The role of FKBP5 genetics and epigenetics in mediating the effects of early life adversity on emotional processing brain regions in major depressive disorder

Abstract

Major depressive disorder (MDD) is the most widespread psychiatric illness and is characterized by loss of pleasure, depressed mood, sleep disturbances and anxiety. Recently, an inflammatory theory of MDD has emerged, which postulates that chronic dysregulation of the stress hormone axis and increased inflammation might be crucial in the pathogenesis of the disorder. MDD also shows genetic high-heritability.
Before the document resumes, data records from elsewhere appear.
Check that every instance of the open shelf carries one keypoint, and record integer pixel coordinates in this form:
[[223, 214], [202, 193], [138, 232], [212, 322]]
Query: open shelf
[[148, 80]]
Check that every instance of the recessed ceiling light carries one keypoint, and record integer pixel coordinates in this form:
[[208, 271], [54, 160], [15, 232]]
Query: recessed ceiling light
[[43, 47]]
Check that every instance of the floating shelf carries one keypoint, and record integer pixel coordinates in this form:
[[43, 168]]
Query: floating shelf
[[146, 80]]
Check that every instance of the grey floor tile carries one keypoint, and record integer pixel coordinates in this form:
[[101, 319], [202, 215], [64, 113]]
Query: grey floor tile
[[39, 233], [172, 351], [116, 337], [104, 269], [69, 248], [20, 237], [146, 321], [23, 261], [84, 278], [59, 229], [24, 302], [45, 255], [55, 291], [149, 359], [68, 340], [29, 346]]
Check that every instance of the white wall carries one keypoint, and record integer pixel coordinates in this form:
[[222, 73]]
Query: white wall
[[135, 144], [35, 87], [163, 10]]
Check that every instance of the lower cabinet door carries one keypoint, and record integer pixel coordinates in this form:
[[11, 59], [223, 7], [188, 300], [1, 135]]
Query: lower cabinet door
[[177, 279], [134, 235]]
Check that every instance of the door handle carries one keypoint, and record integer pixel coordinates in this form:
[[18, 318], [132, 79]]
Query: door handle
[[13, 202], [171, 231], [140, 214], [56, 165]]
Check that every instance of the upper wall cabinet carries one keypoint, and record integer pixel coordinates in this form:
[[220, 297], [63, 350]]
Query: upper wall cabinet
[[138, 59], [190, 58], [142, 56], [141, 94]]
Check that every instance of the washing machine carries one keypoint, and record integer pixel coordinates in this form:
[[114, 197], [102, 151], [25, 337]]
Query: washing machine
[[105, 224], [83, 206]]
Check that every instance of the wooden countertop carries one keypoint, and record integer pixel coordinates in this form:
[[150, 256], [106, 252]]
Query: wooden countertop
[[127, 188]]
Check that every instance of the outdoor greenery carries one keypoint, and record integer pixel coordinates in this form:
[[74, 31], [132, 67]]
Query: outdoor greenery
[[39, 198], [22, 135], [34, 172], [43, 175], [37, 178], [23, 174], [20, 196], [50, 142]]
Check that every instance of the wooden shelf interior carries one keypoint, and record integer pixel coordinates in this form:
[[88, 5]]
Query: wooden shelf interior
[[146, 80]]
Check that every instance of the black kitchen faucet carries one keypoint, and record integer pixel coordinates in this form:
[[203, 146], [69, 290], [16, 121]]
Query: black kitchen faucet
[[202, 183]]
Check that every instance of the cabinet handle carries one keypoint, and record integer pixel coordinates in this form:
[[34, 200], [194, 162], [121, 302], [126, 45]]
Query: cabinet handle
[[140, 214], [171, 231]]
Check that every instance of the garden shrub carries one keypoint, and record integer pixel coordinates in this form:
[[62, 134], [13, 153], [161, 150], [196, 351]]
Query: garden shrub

In particular, the gene coding for FKBP5, a glucocordicoid receptor regulator protein, could play a role in vulnerability to MDD, especially in the presence of chronic environmental stressors such as childhood maltreatment.

Magnetic resonance imaging (MRI) is a safe and non-invasive technique that allows the investigation of the brain in vivo by using powerful magnetic fields. MDD patients show volume reduction, grey matter loss and altered function in regions that are crucial for emotional regulation.
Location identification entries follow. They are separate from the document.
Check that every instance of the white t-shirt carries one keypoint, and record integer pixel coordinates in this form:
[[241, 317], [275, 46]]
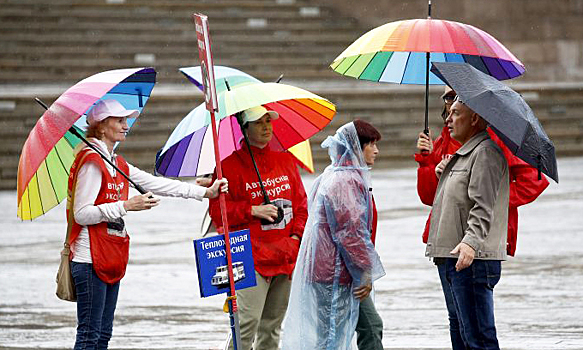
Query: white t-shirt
[[87, 190]]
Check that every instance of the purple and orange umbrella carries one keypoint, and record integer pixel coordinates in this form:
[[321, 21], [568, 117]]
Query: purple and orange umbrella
[[188, 152]]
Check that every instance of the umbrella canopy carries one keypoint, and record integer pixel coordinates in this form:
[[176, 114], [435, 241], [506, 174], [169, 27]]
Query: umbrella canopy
[[506, 112], [396, 52], [233, 77], [302, 114], [47, 154]]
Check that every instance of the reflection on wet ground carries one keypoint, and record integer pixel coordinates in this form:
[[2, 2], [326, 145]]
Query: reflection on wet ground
[[539, 300]]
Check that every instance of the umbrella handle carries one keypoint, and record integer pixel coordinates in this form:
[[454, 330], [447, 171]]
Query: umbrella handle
[[74, 131]]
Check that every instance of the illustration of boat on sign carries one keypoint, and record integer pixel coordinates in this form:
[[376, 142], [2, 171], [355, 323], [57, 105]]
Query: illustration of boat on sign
[[221, 277]]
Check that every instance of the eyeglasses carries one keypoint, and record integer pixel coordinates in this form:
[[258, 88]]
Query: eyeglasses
[[448, 99]]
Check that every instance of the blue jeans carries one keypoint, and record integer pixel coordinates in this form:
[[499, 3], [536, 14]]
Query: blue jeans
[[457, 342], [96, 301], [472, 291]]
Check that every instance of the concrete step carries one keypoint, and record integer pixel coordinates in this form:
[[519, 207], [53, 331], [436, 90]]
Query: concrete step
[[246, 26]]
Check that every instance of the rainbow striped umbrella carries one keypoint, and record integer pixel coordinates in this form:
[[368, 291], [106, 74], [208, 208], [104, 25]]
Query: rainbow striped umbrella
[[401, 52], [47, 154], [395, 52], [302, 114]]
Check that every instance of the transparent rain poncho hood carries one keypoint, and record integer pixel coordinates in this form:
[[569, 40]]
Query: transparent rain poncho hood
[[336, 254]]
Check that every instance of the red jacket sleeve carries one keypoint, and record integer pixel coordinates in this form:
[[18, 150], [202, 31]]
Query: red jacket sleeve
[[426, 178], [300, 202], [238, 206], [525, 186]]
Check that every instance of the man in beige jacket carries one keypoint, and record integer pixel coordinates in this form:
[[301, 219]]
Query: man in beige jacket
[[467, 234]]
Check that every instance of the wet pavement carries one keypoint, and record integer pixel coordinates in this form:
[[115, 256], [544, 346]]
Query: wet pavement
[[538, 302]]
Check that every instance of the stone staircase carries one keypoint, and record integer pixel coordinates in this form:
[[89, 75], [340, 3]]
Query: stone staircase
[[47, 46]]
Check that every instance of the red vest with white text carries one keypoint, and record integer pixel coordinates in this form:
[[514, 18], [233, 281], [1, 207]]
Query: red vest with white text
[[109, 249]]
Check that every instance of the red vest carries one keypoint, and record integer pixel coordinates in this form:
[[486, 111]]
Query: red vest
[[109, 252]]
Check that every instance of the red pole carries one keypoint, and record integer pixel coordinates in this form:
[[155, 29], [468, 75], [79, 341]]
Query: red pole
[[207, 70], [223, 205]]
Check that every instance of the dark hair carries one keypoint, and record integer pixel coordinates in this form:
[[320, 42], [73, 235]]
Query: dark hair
[[366, 132]]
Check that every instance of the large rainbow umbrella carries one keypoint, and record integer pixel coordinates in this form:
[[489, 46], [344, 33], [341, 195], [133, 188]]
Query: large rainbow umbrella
[[401, 52], [47, 154], [302, 114]]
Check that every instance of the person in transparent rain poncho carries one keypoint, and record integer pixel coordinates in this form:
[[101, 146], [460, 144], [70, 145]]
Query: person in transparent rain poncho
[[337, 258]]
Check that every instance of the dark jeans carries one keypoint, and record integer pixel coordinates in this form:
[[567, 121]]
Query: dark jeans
[[457, 342], [369, 329], [472, 292], [96, 301]]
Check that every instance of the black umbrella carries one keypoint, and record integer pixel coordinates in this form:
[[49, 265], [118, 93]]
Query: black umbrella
[[506, 112]]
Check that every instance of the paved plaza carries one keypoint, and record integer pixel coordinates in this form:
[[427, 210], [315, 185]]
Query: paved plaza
[[539, 300]]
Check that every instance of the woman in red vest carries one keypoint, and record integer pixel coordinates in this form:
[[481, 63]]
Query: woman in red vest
[[96, 203]]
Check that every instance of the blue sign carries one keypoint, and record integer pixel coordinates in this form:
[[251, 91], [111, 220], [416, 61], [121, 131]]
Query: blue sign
[[211, 262]]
The aim of our project was to investigate how genetics of FKBP5 and childhood adversity might interact to explain structural and functional brain abnormalities in MDD patients. For this, we conducted studies on a database collected across two sites comprising a total of 104 MDD patients and 97 healthy controls.
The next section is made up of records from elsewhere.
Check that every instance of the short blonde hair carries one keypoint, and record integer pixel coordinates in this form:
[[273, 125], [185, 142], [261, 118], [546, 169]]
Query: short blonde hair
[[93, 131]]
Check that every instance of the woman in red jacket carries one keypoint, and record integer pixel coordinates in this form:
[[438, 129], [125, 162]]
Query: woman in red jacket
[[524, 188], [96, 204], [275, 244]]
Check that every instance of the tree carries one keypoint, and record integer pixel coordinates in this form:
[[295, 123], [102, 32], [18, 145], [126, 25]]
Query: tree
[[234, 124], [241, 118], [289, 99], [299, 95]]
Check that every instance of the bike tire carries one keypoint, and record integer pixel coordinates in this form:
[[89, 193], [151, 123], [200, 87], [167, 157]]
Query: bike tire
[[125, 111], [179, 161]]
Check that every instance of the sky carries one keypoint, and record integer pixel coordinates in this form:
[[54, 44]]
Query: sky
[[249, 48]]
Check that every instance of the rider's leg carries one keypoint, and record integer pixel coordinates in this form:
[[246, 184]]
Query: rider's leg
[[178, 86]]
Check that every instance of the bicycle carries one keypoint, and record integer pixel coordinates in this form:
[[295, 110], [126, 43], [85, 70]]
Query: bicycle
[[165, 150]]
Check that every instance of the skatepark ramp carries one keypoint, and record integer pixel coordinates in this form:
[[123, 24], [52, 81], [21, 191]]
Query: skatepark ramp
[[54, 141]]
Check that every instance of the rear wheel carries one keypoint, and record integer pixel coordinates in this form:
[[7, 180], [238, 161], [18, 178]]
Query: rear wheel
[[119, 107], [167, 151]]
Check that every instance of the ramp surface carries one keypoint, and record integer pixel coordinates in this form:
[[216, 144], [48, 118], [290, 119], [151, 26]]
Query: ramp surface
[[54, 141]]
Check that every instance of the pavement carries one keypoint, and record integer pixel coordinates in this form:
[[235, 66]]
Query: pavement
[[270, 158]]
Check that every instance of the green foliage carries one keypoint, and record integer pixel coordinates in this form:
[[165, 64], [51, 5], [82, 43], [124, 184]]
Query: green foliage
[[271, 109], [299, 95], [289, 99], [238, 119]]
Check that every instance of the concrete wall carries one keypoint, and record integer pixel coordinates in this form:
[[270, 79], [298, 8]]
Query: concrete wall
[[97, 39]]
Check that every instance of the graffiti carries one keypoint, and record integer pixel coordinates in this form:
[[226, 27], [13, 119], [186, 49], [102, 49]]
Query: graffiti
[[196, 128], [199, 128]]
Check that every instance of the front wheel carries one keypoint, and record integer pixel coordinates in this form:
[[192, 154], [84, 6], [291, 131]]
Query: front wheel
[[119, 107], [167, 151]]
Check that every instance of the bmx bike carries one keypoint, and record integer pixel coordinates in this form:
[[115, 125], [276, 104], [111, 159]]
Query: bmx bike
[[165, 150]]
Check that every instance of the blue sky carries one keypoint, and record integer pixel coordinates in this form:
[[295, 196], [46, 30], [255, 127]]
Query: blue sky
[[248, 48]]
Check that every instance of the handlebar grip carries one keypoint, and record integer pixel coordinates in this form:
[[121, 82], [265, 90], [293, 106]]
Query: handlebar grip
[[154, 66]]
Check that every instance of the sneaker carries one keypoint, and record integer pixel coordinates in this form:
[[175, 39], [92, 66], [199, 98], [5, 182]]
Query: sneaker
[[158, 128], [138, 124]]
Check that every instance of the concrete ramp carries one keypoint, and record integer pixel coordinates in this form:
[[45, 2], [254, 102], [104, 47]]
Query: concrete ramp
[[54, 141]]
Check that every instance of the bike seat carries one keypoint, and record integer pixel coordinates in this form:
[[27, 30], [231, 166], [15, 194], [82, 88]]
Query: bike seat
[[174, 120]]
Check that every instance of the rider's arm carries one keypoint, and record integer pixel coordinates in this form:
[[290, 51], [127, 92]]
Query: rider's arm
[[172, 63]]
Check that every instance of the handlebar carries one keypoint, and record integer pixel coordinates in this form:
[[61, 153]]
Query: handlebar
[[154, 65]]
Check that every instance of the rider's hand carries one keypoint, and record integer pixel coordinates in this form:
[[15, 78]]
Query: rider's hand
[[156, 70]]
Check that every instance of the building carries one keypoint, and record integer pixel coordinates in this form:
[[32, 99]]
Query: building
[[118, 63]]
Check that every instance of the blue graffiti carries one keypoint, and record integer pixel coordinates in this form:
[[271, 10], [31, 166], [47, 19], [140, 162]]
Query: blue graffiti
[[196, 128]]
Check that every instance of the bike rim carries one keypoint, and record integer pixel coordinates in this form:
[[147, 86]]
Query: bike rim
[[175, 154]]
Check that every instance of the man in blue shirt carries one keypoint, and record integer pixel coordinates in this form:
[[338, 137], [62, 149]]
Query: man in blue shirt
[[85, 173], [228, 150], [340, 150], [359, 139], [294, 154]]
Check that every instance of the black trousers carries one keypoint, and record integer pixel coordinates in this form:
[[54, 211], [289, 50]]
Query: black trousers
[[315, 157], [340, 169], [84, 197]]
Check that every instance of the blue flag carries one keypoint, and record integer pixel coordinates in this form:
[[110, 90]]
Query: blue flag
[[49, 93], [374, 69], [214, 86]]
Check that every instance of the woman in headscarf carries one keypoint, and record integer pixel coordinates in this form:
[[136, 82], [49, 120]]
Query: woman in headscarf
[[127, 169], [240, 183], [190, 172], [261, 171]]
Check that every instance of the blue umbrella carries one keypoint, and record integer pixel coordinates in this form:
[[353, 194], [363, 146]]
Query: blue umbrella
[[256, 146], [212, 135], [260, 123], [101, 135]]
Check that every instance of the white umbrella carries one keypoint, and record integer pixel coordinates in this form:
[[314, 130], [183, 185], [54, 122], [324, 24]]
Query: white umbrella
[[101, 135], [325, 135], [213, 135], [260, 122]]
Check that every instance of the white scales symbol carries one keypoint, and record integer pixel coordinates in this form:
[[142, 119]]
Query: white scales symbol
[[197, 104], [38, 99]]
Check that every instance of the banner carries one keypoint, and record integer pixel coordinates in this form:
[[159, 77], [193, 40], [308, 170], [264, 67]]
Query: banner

First of all, we investigated which changes in activation and functional coupling were associated with MDD during an MRI task involving directing attention towards and away from the valence of emotional stimuli.

Secondly, we investigated whether patients carrying the high-risk allele of the rs1360780 FKBP5 functional single nucleotide polymorphism showed differential activation during our task conditions compared to patients without genetic risk. We then sought to determine if these changes were mirrored by structural modifications and tested whether these could be explained by the interaction between genetic risk and exposure to childhood trauma.

Thirdly, we investigated epigenetic modifications of the FKBP5 gene in depressed patients and controls. Previous studies have hypothesised that chronic stress might functionally regulate FKBP5 by methylation of its regulatory sites. We tested whether this modification was related to childhood adversity as well as to reduced grey matter and altered function in emotional processing areas.

Our results have confirmed that MDD patients show differences in activation in regions involved in emotional recognition. Functional connectivity between some of these areas was also altered, in particular in trials involving regulation of negative emotions and recognition of positive ones. Furthermore, we have shown that in patients carrying the high-risk allele of rs1360780, demethylation of the intron sites of the FKBP5 gene promoter was correlated with the amount of early life maltreatment endured. Therefore, we suggest that the presence of both genetic and environmental risk factors is able to produce lasting epigenetic changes in a gene that has a prominent role in glucocorticoid receptor regulation. Childhood maltreatment also explained structural differences in temporal lobe white matter between MDD carrying different alleles of rs1360780. In addition to this, across our studies we have identified the inferior frontal lobe as a region whose structure and function are influenced by both FKBP5 allelic status and methylation. Crucially, this area was less active during emotional recognition in MDD compared to controls and its activation was inversely correlated with depression severity.

Taken together, findings across our three studies provide evidence that the gene coding for the glucocorticoid regulator FKBP5 protein is a convergence point for the interplay between genetic and environmental risk factors of MDD.